Keputusan untuk menggunakan teknologi internet dan ponsel untuk mendidik anak muda didasarkan pada penelitian pasar. Temuan survei OTMI menunjukkan bahwa para pelajar di kabupaten mendapatkan sebagian besar informasi dari ponsel mereka. Lebih dari 80 persen pelajar yang disurvei memiliki ponsel dan 50 persen dari mereka menggunakan ponsel untuk mengakses situs porno.

Berdasarkan temuan tersebut, OTMI berharap penggunaan aplikasi ponsel untuk belajar kesehatan seksual dan reproduksi dapat menjadi alat peningkatan kesadaran yang inovatif. Meskipun isu ini masih dipandang tabu di Indonesia, aplikasi ini diharapkan menjadikan proses pembelajaran isu tersebut menjadi menyenangkan dan ramah.

Untuk membantu merancang aplikasi ponsel tersebut, OTMI bekerjasama dengan User Experience Indonesia (UXID), sebuah komunitas user experience yang terdiri dari para penggemar berlatarbelakang disain, pemasaran, bisnis dan teknologi.

Pada 23 Mei 2015, OTMI mengadakan Hackaton – sebuah lokakarya konsep dan disain dengan sekelompok penggemar ahli UXID. Aturannya sederhana. Masing-masing dari keempat kelompok yang ada diminta menilai tiga konsep aplikasi ponsel, kemudian memilih dan menyempurnakan satu yang dianggap paling efektif untuk dapat meningkatkan kesadaran anak muda dan masyarakat tentang kesehatan seksual dan reproduksi. Seluruh konsep tiga aplikasi tersebut didasarkan pada hasil survei OTMI.

Pemenangnya adalah ‘Cinta Beta’. Aplikasi ini berisi kuis, konsultasi dengan para ahli, permainan dan telepon/chatting darurat SOS tentang informasi kesehatan seksual dan reproduksi. Kuis Mitos/Fakta meminta pengguna untuk memutuskan, mana pernyataan kesehatan seksual dan reproduksi yang bersifat mitos atau fakta. Pengguna dapat memainkan kuis tersebut sendiri maupun berkompetisi dengan teman.

Bagian konsultasi memberikan kesempatan kepada pengguna untuk berinteraksi langsung dengan para ahli kesehatan seksual dan reproduksi. Mereka pun bisa mendapatkan bantuan atau saran melalui fitur SOS. Bagian permainan memungkinkan pengguna untuk ‘bermain’ dan ‘belajar’ di saat bersamaan tentang isu tersebut.

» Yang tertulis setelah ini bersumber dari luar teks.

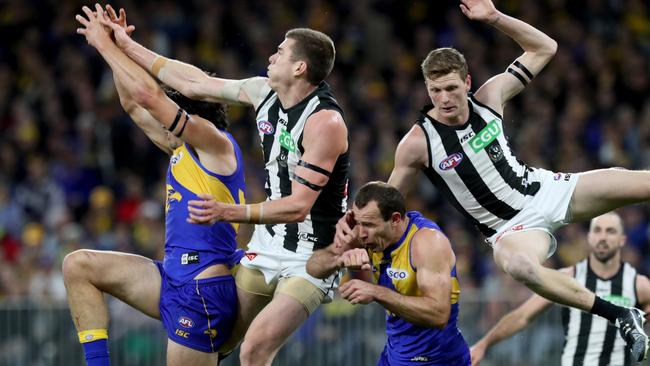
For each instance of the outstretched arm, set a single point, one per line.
(138, 91)
(538, 51)
(324, 140)
(410, 157)
(345, 252)
(189, 80)
(511, 323)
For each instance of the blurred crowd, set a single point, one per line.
(76, 173)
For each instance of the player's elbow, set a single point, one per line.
(298, 212)
(146, 96)
(548, 49)
(437, 319)
(314, 271)
(128, 104)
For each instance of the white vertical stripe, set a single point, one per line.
(292, 158)
(598, 327)
(571, 336)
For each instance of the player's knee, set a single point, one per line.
(76, 265)
(522, 268)
(254, 350)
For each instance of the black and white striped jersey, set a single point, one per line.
(590, 339)
(473, 167)
(281, 132)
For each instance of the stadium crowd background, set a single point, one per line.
(76, 173)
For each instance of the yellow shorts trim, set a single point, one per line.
(91, 335)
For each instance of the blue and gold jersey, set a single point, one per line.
(408, 343)
(189, 248)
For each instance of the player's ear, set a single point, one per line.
(395, 218)
(300, 68)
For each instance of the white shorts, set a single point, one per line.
(547, 211)
(266, 254)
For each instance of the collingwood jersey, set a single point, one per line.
(590, 339)
(473, 167)
(409, 343)
(281, 132)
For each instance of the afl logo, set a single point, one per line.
(185, 322)
(176, 158)
(451, 161)
(397, 274)
(265, 127)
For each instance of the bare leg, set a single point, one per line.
(249, 306)
(521, 256)
(600, 191)
(178, 355)
(89, 273)
(270, 329)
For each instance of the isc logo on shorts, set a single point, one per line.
(185, 322)
(397, 274)
(190, 258)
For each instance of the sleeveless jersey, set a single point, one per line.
(408, 342)
(281, 132)
(189, 248)
(473, 167)
(590, 339)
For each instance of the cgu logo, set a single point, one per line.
(397, 274)
(488, 134)
(451, 161)
(185, 322)
(287, 142)
(265, 127)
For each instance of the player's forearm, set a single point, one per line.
(134, 84)
(419, 310)
(179, 75)
(529, 38)
(285, 210)
(322, 263)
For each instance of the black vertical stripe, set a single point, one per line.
(501, 165)
(610, 333)
(585, 323)
(291, 229)
(566, 314)
(471, 178)
(268, 141)
(446, 191)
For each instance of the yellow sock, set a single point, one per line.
(91, 335)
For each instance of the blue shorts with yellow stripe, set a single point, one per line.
(200, 313)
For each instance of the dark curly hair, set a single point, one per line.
(213, 112)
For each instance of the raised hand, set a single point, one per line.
(121, 31)
(355, 259)
(93, 28)
(119, 20)
(482, 10)
(347, 235)
(358, 292)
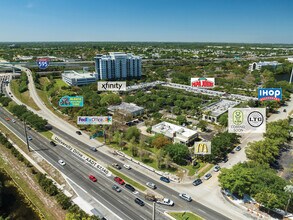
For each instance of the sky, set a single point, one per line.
(239, 21)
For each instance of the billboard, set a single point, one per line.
(203, 82)
(265, 94)
(43, 63)
(112, 86)
(246, 120)
(71, 101)
(203, 147)
(94, 120)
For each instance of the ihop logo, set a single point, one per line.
(270, 94)
(43, 63)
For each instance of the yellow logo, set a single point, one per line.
(202, 148)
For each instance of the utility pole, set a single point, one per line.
(27, 143)
(154, 211)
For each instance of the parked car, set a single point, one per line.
(238, 148)
(53, 143)
(197, 182)
(217, 168)
(151, 185)
(207, 176)
(92, 178)
(165, 179)
(61, 162)
(139, 201)
(131, 188)
(126, 166)
(119, 180)
(185, 197)
(116, 188)
(117, 166)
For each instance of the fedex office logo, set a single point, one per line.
(269, 94)
(94, 120)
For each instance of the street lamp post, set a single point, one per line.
(27, 143)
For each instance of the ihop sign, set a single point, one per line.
(43, 63)
(269, 94)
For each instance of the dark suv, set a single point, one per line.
(197, 182)
(131, 188)
(139, 201)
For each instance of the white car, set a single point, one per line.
(185, 197)
(151, 185)
(61, 162)
(126, 166)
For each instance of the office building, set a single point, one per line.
(117, 65)
(74, 78)
(176, 133)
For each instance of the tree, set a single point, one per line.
(202, 125)
(178, 152)
(132, 132)
(181, 119)
(160, 141)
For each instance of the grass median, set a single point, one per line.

Penyempurnaan dari ‘Cinta Beta’ dilakukan di awal 2015 dalam dua tahap. Kelompok UXID memperkenalkan aplikasi yang sudah disempurnakan kepada OTMI, yang diikuti dengan sesi tanya jawab tentang konten dan fitur teknis purwarupa tersebut. Purwarupa tersebut kemudian diuji kepada pengguna dan dinilai oleh sejumlah siswa SMP dan SMU.

Berdasarkan presentasi dan wawancara pengguna, OTMI menemukan bahwa ‘Cinta Beta’ adalah purwarupa aplikasi yang paling tepat untuk dikembangkan, dan memilihnya sebagai konsep dasar aplikasi ponsel tentang kesehatan seksual dan reproduksi. 

Saat ini versi beta aplikasi ponsel ‘Cinta Beta’ sedang diujicoba dan disempurnakan sebelum nantinya diperkenalkan kepada pengguna OTMI di Kupang, serta masyarakat luas di masa mendatang.